Good news is, it starts. Carb needs some adjustment. 

As far as the drive: it ran OK last year. Over the summer something underneath locked up. The wheels turn, but there is an issue in the drive linkage. Hopefully something a clean-lube-adjust will take care of.


----------



## Kiss4aFrog (Nov 3, 2013)

Almico said:


> First question: is there such a thing as too many snowblowers?


As long as your wife, girlfriend, significant other, ... isn't around, *absolutely not !!
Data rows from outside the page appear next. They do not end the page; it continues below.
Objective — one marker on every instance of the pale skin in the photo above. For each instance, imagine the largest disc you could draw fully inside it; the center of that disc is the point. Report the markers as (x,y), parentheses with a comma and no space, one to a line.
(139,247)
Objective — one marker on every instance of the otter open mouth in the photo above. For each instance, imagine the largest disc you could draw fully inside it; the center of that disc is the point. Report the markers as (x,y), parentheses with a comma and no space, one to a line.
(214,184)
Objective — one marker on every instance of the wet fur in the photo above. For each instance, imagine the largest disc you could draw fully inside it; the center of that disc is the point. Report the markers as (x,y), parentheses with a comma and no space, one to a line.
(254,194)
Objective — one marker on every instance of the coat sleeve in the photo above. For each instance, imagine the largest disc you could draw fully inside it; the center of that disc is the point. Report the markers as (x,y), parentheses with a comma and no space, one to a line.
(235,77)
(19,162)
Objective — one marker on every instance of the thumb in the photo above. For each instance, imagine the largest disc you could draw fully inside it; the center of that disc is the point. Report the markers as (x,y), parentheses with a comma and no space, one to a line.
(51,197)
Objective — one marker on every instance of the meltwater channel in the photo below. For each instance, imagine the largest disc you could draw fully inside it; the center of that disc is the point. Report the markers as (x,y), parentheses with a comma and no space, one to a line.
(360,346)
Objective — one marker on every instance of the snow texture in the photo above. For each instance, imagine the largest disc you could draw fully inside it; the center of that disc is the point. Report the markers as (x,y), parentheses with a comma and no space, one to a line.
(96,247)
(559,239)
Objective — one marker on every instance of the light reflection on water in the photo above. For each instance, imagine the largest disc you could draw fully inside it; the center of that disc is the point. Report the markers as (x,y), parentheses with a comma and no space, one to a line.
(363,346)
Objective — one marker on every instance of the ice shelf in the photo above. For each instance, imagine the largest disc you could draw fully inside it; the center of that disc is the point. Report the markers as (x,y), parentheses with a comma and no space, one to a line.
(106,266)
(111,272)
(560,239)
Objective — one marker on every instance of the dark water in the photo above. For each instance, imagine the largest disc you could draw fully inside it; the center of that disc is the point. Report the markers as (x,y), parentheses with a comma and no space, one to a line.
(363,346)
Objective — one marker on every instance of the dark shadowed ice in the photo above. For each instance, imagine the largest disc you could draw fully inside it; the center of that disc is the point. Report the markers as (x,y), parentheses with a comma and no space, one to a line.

*But to put that in perspective I've been warned one more and I'm homeless* :facepalm_zpsdj194qh:facepalm_zpsdj194qh*


----------



## Almico (Jan 25, 2016)

Kiss4aFrog said:


> As long as your wife, girlfriend, significant other, ... isn't around, *absolutely not !!
> 
> *But to put that in perspective I've been warned one more and I'm homeless* :facepalm_zpsdj194qh:facepalm_zpsdj194qh*


Thankfully, no SO. I tried it once, got two beautiful boys from the deal, but she bailed and 17 years later, I couldn't be happier. I come home and take off my shoes in the middle of the living room because...that's where they belong.


----------



## cranman (Jan 23, 2016)

I had the same experience......now I can go weeks and not be wrong


----------



## db130 (Feb 16, 2013)

I think you'll like the 924040. The big wheels move the snowblower well(its first gear will likely be similar to 2nd gear on your other Ariens).

I liked mine enough that I even added a differential from a 924050.


----------



## Almico (Jan 25, 2016)

cranman said:


> I had the same experience......now I can go weeks and not be wrong


No that I have eliminated all the estrogen from my life, it's uncanny how less wrong I am! The only complaints I get are from my female cat. And the male dog takes care of her.


----------



## Almico (Jan 25, 2016)

db130 said:


> I think you'll like the 924040. The big wheels move the snowblower well(its first gear will likely be similar to 2nd gear on your other Ariens).
> 
> I liked mine enough that I even added a differential from a 924050.


My only concern is that now that I finally have these girls, it might never snow ever again.


----------



## Almico (Jan 25, 2016)

I don't see an ID plate anywhere on the 8hp engine. On my 5hp 1969 model it's on the rear left while standing behind the tractor. Nothing on the 1979.


----------